Особняком; случаем, специфичным болезненно, стоял Оплот Покоя, в который Себастьяну точно не следовало вселяться — однако, возможно, имело смысл наведаться, потому как опыт тамошних жителей был в некоторой мере созвучен его горькому опыту, и общность эта располагала к пониманию и поддержке… А отличия вполне могли привести к катастрофе — для обеих сторон.
Нужно будет обратиться за консультацией к их сильнейшествам Азваре и Юливенне; прежде всего — ко второй, и просить сначала совета и лишь затем — дозволения.
Самым удручающим было то, что для Себастьяна с его научными интересами, исследовательскими амбициями и аллергией на саму концепцию непостижимости, которая, если верить его коллегам, сохранилась по сей день — не прошла и за сорок четыре года — лучшим, наиболее комфортным временным домом стал бы, пожалуй, Оплот Любопытства.
Оплот, породивший ублюдка Кандича — Оплот, к которому его жертва вряд ли приблизится и на километр.
«Демьен де Дерелли», помнится, неоднократно писал, что судьба любит иронию — согласиться не выходило при всём искреннем и безграничном уважении.
Судьба, очевидно, любит сарказм.
— А также… Я никуда не денусь, Себастьян. Если моё присутствие не будет нежеланным, обещаю — я никуда не денусь.
«Решать — тебе».
Мелкий, нелепый, ничтожный контроль, который ничего не возместит — но уж какой есть.
И обрадовал — невыразимо, неизмеримо; всепоглощающее, как Ничто, облегчение принёс — хриплый, но чёткий ответ:
— Не будет.
Себастьян опустил голову, сжал правую руку в кулак и тут же разжал, сглотнул, вскинулся и продолжил с решимостью в голосе и взгляде, знакомой и трогательно, и мучительно — сдавленной жёсткостью, с которой он когда-то говорил о бессоннице, неуверенности, страхе, навязчивом ощущении ничто-не-закончилось и прочих совершенно естественных последствиях, казавшихся ему (глупому при всём своём уме мальчику) предосудительными:
— Я задолжал вам извинения. Я хотел вам написать — не единожды, но… Признаюсь честно, мне было стыдно. Мне не следовало уходить так, как я ушёл.
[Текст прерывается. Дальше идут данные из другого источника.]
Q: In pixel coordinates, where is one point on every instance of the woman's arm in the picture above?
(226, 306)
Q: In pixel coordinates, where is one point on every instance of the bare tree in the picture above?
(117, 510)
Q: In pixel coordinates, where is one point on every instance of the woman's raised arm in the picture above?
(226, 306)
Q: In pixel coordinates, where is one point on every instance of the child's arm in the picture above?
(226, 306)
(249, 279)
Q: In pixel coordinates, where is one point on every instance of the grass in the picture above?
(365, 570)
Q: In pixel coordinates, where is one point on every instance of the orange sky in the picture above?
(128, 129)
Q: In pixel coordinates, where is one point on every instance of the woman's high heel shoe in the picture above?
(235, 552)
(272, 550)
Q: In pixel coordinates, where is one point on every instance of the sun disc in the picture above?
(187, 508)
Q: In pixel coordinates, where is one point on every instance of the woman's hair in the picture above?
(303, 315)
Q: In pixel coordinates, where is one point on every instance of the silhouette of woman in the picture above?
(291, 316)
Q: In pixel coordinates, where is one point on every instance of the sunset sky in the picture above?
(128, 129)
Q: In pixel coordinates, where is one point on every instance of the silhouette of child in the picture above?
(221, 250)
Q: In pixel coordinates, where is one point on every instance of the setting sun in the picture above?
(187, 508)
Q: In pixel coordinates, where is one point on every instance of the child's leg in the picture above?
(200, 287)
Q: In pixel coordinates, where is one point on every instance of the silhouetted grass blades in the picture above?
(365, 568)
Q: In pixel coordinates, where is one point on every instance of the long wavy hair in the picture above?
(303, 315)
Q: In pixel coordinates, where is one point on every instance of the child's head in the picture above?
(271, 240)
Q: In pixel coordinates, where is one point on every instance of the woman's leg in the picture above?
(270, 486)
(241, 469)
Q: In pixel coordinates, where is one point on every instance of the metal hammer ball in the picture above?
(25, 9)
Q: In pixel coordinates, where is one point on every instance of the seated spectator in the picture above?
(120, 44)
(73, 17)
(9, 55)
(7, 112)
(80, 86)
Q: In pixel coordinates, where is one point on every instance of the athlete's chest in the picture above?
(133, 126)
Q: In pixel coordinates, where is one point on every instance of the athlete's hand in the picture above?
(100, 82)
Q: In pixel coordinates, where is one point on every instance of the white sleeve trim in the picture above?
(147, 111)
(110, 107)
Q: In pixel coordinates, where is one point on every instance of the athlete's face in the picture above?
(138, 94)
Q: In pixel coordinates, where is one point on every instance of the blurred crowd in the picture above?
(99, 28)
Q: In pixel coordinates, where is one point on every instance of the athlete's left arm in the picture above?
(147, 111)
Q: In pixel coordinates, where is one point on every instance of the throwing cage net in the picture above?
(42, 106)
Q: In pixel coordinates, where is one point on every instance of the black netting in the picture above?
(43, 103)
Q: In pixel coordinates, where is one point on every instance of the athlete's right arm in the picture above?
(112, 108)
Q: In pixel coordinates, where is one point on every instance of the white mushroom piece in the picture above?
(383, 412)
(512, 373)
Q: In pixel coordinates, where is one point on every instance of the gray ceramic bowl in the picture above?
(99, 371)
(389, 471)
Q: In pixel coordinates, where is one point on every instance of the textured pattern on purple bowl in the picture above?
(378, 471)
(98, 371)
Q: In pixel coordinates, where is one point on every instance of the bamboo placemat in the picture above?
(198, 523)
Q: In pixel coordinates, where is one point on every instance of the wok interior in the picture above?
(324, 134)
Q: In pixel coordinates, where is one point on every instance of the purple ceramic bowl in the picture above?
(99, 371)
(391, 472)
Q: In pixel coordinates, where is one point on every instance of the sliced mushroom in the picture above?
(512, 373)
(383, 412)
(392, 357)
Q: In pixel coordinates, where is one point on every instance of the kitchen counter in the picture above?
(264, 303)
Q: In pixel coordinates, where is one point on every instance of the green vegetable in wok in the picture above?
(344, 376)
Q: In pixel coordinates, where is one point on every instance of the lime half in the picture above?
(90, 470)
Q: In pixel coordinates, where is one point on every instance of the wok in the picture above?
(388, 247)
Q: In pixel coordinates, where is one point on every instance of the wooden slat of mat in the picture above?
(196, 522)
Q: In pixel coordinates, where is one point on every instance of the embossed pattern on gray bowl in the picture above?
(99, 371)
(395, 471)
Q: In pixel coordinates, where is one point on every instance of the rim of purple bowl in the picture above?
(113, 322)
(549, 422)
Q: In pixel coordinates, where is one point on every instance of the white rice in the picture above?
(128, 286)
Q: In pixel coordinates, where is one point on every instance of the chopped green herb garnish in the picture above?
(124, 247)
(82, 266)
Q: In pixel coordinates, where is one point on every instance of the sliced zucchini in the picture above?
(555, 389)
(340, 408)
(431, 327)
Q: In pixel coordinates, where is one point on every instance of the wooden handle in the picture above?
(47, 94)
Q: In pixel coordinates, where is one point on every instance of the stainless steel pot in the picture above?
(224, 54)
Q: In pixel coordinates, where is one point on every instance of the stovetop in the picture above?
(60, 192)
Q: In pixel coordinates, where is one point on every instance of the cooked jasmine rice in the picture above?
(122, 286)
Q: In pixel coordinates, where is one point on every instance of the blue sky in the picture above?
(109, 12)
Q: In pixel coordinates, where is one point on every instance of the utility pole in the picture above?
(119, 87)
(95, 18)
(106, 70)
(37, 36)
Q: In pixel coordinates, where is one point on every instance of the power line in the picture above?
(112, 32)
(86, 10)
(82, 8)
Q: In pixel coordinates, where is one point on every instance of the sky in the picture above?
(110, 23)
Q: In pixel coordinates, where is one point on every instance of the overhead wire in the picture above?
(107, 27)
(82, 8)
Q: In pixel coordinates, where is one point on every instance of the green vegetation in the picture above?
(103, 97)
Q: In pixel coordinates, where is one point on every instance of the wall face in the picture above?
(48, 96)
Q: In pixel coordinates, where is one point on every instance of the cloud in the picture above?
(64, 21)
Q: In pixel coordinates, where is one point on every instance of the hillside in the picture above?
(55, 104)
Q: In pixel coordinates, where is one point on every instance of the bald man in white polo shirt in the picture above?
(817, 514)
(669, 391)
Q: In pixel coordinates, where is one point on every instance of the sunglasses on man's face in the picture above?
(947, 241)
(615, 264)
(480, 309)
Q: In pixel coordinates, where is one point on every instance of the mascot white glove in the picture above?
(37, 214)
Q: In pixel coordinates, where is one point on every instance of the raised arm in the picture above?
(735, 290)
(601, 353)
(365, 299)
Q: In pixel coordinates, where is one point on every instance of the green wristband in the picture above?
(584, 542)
И следовало — хотя бы вас поблагодарить. Пусть и запоздало — и чем больше проходило времени, тем стыдней мне становилось. Я хочу, чтобы вы знали: несмотря на ситуацию нынешнюю и что бы ни случилось в будущем, я благодарен вам за то, что было. И прошу прощения… понимаю, что этого недостаточно, но всё же прошу прощения за… инфантильность своего побега и за то, что так с вами и не связался.
Когда же?.. Создатели, впервые Этельберт встретил его сильнейшество Виргана почти шестьдесят лет назад.